In a traditional analog implementation, a potentiometer or fader intended for use as a volume control would have a logarithmic taper: the resistance of the track would be non-linear so that the output level would be a logarithmic function of the position of the knob. In practice there is a departure from the logarithmic law at the lower end of the track, where the attenuation in dB becomes minus infinity, corresponding to a gain of zero, so the sound can be faded out completely. In the digital domain that mechanism must be replicated for use in audio faders.

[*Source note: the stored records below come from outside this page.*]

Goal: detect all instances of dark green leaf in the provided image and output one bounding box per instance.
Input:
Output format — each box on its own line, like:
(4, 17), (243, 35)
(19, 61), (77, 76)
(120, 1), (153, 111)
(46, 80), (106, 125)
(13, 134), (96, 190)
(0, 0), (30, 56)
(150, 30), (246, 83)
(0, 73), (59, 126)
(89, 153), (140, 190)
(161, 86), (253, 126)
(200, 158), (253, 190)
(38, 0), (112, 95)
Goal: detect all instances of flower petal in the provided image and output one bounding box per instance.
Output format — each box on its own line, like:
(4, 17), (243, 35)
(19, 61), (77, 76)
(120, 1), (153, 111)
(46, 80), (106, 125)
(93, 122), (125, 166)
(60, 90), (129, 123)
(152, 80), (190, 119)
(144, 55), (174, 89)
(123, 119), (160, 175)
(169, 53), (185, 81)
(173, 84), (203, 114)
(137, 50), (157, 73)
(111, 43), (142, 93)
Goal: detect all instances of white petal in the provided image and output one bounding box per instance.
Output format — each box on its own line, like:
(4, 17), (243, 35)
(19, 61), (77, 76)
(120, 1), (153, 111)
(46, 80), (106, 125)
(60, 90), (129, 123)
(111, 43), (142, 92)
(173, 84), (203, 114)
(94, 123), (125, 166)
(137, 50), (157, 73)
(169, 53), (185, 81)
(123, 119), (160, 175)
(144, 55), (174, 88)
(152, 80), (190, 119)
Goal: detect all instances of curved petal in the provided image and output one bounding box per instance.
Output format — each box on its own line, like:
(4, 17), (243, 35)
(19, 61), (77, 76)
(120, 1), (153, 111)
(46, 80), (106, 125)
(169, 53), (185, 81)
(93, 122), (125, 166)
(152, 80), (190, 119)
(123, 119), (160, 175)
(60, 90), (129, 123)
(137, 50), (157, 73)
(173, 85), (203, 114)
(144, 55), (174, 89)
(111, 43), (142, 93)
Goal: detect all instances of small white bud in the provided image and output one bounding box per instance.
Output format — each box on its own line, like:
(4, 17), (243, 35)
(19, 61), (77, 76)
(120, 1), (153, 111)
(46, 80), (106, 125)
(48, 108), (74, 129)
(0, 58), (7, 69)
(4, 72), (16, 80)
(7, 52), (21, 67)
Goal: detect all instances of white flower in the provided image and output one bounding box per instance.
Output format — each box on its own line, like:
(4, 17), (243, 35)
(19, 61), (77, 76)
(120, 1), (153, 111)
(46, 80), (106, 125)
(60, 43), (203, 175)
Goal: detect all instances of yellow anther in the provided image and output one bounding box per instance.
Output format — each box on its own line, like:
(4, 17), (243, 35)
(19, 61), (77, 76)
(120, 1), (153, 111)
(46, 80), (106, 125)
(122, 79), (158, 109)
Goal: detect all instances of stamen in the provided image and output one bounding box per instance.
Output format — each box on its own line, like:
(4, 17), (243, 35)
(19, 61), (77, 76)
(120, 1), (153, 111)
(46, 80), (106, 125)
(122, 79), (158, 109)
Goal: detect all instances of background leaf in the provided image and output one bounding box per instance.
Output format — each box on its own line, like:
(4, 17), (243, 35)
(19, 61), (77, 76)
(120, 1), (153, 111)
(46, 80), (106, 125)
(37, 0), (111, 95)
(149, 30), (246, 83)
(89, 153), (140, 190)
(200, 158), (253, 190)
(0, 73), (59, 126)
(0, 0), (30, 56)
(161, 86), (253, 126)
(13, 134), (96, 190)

The knobs and faders of an analog mixing console are replaced by encoders; devices that convert movement into digital codes. The coefficients supplied to the multiplier must have a logarithmic relationship to the position of the control. It may be useful to remember that a doubling of audio level corresponds to a gain of very nearly 6dB. A binary coefficient is doubled shifting it one place left. 

Fig.1 An optical absolute encoder interrupts light beams to produce a coded output of the fader position.

Fig.1 An optical absolute encoder interrupts light beams to produce a coded output of the fader position.

There are two basic types of encoder, absolute and relative. In the first, typically used for linear faders, the data output corresponds to the actual position of the control. In the second, the output is in the form of pulses that occur only when the control is moved. The absolute position of the control is not known and such encoders are typically rotary and have no end stops.

In automated mixing consoles, an absolute encoder has to be motorized so that the position can be recalled and that makes it an expensive item. The relative encoder does not need to be motorized. Instead a small display adjacent to the control shows the setting that can be increased or decreased using the encoder. A desk with recall simply updates the display with no need to move the control.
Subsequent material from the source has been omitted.